There are dozens of completed games on the board, and the smudges of many more long wiped away. Perhaps twenty of the games are still active. Unfinished, more accurately, as there is no way to tell which have been forgotten or abandoned. The individual games are unmarked and uncommented. There is no way to tell who is playing whom. There is no way to tell who has won, who has lost, but usually no one has done either.

Nobody wins when adults play noughts and crosses. The patterns are recognised within a few dozen goes, and given familiar participants the second player will stymie the first until a draw is achieved. This can be seen in the dead games scattered across the whiteboard. Victories are few and far between. A few players have attempted to play on four or five-square grids, but the game is ruined by these expansions. It loses its balance, its flow. Experienced players play a three-by-three game, never winning, never losing.
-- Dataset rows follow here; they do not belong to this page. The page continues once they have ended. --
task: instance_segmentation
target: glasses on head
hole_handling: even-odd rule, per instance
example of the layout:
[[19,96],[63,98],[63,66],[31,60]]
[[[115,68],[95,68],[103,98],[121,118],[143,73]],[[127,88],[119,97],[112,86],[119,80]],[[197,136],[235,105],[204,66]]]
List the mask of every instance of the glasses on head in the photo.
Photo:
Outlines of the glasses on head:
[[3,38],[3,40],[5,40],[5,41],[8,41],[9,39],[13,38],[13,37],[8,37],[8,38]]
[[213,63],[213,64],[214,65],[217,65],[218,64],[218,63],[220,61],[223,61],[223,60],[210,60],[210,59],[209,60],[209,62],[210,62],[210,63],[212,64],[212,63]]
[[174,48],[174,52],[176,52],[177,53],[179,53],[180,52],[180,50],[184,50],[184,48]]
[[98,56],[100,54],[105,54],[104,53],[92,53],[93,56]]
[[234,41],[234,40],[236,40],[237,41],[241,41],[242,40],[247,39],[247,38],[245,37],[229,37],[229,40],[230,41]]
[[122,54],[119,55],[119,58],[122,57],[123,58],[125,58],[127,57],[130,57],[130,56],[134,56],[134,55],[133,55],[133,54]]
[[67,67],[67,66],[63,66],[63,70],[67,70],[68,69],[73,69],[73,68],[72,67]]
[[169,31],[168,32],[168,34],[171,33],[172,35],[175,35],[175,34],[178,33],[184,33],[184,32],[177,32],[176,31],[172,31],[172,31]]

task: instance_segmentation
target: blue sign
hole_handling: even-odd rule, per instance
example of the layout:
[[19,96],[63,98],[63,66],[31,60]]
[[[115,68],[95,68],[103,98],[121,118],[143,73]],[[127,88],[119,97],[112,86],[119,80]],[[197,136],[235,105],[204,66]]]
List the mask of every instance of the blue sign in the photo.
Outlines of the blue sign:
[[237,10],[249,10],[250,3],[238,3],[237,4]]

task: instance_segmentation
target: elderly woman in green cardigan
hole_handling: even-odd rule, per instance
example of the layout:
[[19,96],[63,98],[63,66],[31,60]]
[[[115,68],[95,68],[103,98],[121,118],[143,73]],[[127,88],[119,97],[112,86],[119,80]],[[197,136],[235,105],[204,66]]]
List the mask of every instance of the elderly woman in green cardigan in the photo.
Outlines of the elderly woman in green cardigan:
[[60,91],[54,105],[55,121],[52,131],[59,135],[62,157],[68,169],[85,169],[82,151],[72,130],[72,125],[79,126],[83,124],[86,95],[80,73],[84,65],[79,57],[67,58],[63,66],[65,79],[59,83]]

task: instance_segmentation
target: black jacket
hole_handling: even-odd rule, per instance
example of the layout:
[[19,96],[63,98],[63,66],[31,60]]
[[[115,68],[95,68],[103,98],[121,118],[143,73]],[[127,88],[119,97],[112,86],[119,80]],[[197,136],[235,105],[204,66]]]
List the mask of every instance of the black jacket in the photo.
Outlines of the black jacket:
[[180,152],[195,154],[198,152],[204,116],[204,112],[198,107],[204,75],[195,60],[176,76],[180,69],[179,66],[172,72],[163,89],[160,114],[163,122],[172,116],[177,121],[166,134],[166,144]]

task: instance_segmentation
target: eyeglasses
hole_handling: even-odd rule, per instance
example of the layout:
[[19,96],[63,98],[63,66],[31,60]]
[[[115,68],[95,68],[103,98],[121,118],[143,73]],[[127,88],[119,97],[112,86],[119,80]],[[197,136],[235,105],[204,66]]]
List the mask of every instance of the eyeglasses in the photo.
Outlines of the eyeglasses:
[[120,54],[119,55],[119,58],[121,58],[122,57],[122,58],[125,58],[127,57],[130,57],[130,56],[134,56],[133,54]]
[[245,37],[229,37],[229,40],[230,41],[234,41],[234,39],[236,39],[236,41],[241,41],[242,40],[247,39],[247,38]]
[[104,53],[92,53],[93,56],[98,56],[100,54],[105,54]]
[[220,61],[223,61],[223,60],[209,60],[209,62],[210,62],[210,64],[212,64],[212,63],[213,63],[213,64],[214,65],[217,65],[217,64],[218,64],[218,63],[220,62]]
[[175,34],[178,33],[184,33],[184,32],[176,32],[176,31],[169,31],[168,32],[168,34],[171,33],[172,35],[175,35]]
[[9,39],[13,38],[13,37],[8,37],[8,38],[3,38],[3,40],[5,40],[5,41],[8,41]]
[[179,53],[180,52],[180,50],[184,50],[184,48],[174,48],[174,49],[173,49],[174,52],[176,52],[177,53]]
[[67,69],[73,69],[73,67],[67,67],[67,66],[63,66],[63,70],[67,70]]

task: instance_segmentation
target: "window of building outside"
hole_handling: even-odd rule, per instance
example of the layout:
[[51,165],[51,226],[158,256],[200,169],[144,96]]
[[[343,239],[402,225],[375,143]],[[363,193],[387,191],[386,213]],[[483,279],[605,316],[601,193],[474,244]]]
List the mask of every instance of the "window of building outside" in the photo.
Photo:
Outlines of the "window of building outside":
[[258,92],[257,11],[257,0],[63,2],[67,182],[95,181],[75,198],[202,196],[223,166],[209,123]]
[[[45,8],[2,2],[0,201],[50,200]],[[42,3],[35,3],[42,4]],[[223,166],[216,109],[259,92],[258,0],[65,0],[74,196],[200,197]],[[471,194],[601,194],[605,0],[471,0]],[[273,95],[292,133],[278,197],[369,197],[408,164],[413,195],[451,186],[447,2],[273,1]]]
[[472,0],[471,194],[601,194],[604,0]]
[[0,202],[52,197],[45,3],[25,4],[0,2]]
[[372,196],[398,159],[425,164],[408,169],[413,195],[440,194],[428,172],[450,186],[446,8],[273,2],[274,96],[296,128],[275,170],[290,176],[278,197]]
Stop and watch for a few hours and you might see a mark made on the board. An individual will pull up on their way out of the shop, barely pausing to read the game before taking the marker from the shelf and making their move. The connections here are impossible to read. It would take days and months to map all these slow-turning games to their participants. The matches play out again and again, filling the gaps on the board, eventually to be rubbed away and replaced. Each grid, with the possibility of victory almost wholly absent, passes back and forth with all the weight of a conversation about the weather. What the board represents to the individual players is difficult to say. A social nod from an anonymous neighbour. Perhaps real competition would upset this casual exchange. What the board represents to the town is perhaps clearer. Like any passing exchange in the street,the game is trivial in isolation, significant in aggregate.